Sheikh Hamad bin Jassim Al-Thani, the Qatari prime minister, announced the new deadline for Syria to avoid sanctions after a meeting in Doha to discuss the measures decided against Damascus over its crackdown on eight months of protests.
"During the meeting we contacted Damascus... and we asked them to come tomorrow (to Doha) to sign" the protocol on sending observers to Damascus, said Jassim al Thani.
"We are waiting for a reply," he said. "As Arabs we fear that if the situation continues things will get out of Arab control."
The Arab League has also approved of cutting flights to Syria by 50 per cent.
The Arab League last Sunday approved sweeping sanctions against President Bashar al-Assad's government over the crackdown, the first time that the bloc has enforced such measures against one of its own members.
The vote on sanctions came after Damascus defied an earlier ultimatum to accept observers under an Arab League peace plan and put an end to the eight-month crackdown.
Syria's Foreign Minister Walid Muallem said last month that the wording of the text to send observers undermined the country's sovereignty because it "totally ignores the Syrian state, even coordination with the Syrian state."
Ongoing violence
Syrian state agency on Sunday reported that a funeral procession was held for 13 soldiers who were killed by "terrorists".
"The martyrs were targaeted by the armed terrorist groups while they were in the line of duty in Damascus countryside," SANA news agency said.
Meanwhile, the Syrian Revolution General Commission, an activist group, reported that 39 people had been killed over the past two days.

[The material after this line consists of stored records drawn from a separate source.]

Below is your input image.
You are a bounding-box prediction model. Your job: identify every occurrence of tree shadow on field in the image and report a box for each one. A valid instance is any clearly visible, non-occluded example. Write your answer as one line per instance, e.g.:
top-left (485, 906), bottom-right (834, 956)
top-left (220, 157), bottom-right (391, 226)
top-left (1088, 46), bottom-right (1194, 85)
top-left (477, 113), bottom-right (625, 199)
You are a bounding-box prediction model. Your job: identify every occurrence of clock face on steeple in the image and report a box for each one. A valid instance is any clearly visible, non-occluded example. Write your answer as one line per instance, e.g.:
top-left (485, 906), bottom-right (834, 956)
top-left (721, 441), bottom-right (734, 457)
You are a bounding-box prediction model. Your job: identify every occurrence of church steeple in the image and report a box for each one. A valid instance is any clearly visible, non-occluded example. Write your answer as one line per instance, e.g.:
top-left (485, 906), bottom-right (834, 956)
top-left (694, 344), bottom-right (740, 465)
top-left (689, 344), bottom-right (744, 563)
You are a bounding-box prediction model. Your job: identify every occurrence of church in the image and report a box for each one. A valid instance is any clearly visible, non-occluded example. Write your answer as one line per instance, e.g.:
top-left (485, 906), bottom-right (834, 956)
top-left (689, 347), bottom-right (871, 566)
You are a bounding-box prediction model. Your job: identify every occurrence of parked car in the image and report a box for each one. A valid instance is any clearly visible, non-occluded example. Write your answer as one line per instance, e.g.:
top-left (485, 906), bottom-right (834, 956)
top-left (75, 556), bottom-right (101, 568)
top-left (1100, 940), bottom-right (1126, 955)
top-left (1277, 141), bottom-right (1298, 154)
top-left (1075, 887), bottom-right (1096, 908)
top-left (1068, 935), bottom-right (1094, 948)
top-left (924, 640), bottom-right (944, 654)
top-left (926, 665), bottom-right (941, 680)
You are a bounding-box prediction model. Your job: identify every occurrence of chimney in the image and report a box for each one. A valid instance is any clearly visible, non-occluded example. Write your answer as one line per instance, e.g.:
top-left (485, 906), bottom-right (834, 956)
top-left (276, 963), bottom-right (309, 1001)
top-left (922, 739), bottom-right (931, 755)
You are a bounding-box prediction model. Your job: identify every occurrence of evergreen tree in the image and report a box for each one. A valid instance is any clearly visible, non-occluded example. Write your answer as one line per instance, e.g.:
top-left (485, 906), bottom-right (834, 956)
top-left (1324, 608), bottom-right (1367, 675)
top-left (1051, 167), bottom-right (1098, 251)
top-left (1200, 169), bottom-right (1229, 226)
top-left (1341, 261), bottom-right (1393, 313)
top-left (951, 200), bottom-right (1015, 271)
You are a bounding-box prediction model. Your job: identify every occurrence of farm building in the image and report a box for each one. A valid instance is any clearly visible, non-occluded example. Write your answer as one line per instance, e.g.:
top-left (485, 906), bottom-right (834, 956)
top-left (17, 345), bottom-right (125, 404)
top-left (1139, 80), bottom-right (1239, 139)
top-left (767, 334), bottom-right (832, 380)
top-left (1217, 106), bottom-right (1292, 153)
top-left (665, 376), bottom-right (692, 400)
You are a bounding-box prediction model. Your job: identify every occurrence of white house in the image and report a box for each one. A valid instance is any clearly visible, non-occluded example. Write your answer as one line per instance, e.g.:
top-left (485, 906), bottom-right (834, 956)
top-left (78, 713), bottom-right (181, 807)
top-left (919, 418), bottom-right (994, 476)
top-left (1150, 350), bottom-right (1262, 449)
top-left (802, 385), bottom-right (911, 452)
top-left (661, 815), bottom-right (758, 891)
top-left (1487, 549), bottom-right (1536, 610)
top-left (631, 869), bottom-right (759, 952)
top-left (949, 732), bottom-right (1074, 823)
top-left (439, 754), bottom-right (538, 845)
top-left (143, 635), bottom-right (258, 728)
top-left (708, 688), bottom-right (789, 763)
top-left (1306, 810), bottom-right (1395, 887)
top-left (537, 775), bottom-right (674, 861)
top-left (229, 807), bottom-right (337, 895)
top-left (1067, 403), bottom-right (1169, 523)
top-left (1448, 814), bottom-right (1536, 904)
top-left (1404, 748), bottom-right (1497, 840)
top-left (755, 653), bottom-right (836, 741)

It added that November was the bloodiest month since the uprising started in March, with at least 734 civilians killed.
Al Jazeera's Nisreen El-Shamayleh, reporting from neighbouring Jordan, said activists told her that troops raided the town of Tal Shihab in the southern province of Daraa on Sunday morning. They said heavy gunfire was heard and that mass and random arrests had taken place.
In Homs' Al Wa'ar neighbourhood, El-Shamayleh said activists had reported that "two cars carrying troops and Assad loyalists opened fire indiscriminately [on Sunday after midnight] and killed four members of the Teebeh family. They were in the street when they came under fire."